Ask the legal expert ... about loan defaults and negotiations
Attorney John Durso, Ungaretti & Harris LLP
Our facility is encountering financial difficulties. What do we need to keep in mind about the legal implications of defaults under our loan documents and negotiating with our lender?
Financial and operational covenants contained in loan and security documents are usually breached before a payment default occurs. A lender may agree to a forbearance agreement and defer exercising remedies for a specified time period if timely communications with the lender are undertaken regarding the facility's operations and the causes of the financial difficulties, allowing time to develop and implement a turnaround plan.
Options considered by the board and senior management may include operational improvements, restructuring of debt, sale of non-core assets, strategic affiliations or sale of the facility. It may be necessary to weigh the benefits and costs of a bankruptcy filing.
Legal counsel should be consulted to advise the board and management regarding their fiduciary obligations and to identify and manage actual or potential conflicts of interest.
Generally, directors and officers owe duties of care and loyalty to the organization and its shareholders (or, for a nonprofit, to its mission).
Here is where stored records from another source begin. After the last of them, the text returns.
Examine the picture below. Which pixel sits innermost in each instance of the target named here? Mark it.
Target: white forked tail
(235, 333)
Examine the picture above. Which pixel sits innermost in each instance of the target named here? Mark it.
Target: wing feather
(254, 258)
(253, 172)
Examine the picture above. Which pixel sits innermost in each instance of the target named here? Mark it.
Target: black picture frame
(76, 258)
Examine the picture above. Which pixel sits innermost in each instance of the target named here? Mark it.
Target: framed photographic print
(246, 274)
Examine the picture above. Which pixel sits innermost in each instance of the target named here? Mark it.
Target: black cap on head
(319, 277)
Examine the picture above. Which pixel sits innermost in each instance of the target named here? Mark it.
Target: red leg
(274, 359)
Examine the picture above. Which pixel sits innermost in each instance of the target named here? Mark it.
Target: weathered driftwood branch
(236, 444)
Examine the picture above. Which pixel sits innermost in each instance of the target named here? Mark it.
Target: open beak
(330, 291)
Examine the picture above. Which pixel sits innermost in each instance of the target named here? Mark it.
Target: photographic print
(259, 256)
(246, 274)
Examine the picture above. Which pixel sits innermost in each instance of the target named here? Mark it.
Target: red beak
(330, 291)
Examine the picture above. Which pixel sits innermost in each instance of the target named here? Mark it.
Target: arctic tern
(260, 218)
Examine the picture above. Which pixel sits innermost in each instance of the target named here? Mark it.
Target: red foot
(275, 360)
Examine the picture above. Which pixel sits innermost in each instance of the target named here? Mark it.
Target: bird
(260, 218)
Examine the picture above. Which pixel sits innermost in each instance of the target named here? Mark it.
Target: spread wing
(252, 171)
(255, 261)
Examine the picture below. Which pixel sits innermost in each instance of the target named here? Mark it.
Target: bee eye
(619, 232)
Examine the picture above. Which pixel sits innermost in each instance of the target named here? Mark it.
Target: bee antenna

However, some courts have held that separate fiduciary duties to creditors rise when the organization enters the “zone of insolvency.”
The board and management can be protected from future liability for their decisions under the legal doctrine known as the “business judgment rule,” if they act in good faith and make an informed judgment, so it is imperative that the board is properly informed, available options are carefully considered and that the decision-making process is appropriately documented.